To be sure, echoes of David Bowie, Brian Ferry, and Ray Davies are clearly audible in Bid’s vocals (although so are Jim Morrison and even Elvis Presley), and the Monochrome Set are quintessentially English. That’s precisely why they still sound so fresh. Their authentic and rich Britishness is planted on deeper, mostly American musical roots, fed by seminal musical idioms that tended to eschew ornamentation—they’re monochrome, too, in their own way. That’s not to say the Monochrome Set aren’t an art band. They certainly are; their very name derives, at least semi-consciously, from Yves Klein’s “Proposte Monocrome” paintings of the late 1950s.
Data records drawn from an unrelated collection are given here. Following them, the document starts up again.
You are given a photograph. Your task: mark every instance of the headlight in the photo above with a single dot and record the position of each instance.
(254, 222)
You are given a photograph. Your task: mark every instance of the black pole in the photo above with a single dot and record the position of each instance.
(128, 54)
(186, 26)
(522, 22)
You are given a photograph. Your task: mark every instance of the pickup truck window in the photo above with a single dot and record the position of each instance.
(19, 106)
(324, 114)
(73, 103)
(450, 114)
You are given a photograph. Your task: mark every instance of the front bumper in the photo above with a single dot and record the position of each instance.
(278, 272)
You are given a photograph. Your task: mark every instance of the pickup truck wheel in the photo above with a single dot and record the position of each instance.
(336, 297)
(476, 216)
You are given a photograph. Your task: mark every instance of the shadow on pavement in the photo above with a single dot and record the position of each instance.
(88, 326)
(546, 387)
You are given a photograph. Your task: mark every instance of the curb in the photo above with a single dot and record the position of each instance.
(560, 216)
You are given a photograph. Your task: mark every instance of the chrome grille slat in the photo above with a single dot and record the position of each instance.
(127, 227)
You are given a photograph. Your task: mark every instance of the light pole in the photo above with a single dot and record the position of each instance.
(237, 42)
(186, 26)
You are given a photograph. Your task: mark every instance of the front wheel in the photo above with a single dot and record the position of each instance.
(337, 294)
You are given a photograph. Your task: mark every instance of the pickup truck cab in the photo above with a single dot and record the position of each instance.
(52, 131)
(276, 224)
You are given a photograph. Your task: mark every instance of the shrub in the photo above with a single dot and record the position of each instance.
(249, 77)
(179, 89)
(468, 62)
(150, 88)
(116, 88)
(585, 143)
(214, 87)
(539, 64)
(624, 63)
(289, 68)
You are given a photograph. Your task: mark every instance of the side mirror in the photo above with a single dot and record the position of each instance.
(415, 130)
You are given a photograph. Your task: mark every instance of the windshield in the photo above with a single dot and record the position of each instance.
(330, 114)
Something elemental in the Monochrome Set’s influences keeps them sounding fresh even after all these years, perhaps nowhere more consistently—and insistently—than on Radio Sessions. These two CDs are a delight to listen to on their own and an inducement to seek out the group’s rich back catalogue, not to mention to await what they’ll give us in the future. They’re a cult band par excellence, so their fans likely already own Radio Sessions, but if you don’t know the Monochrome Set, it’s a great place to get an introduction.